B2C2 FlexCop
The FlexCop is a quite interesting and well-designed PCI interface chipset by B2C2 Inc.. The FlexCop/FlexCop2 family is comprised of the FlexCopII, FlexCopIIb and FlexCopIII variants. It is worthwhile to point out that the FlexCop ASICs have no analog input handling capabilities, but rather are designed strictly for digital receiver applications. These chips contain a flexible MPEG2 Transport Stream interface with hardware PID filters which, if delivery of a complete Transport Stream payload is not desired, allow for the removal of unwanted packets from the stream, and thus reduce the bandwidth utilized when transferred across the host system bus.

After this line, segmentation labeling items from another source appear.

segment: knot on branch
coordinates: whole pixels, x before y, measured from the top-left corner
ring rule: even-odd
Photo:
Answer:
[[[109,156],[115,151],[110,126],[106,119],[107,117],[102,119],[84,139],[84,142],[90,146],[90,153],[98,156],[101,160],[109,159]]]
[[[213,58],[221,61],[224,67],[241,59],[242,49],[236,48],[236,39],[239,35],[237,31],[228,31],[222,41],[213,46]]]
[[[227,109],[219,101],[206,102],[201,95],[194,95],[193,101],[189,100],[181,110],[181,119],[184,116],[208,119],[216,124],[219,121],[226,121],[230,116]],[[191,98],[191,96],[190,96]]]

PID filtering is most useful in scenarios such as when recording one HD program (typically 14-17Mbps) from a 256-QAM stream (having a demodulated payload ~38.8Mbps), or when recording low resolution program streams from any given Transport Stream. In other scenarios, such as when recording an HD stream encoded with 8-VSB (~19.4Mbps), PID filtering is not as impactive in terms of the relative bandwidth savings, since the saved program usually constitutes most of the original Tranport Stream's bandwidth to begin with. The hardware filters impact may also be limited if in the case of collecting EIT data.
As far we know the FlexCop chipsets contain a Smartcard interface and a CSA Descrambler. As the FlexCop tends to display some quirks in the i2c Protocol interface, the PCI bridge driver thus needs to know which clients are allowed on the bus in order to avoid lockups.
The Linux driver works quite good and has no known drawbacks. Support for the IC's Smartcard Interface and CSA Descrambler features, however, are missing.
The FlexCop family of chips can be found employed in several TechniSat DVB cards and USB devices.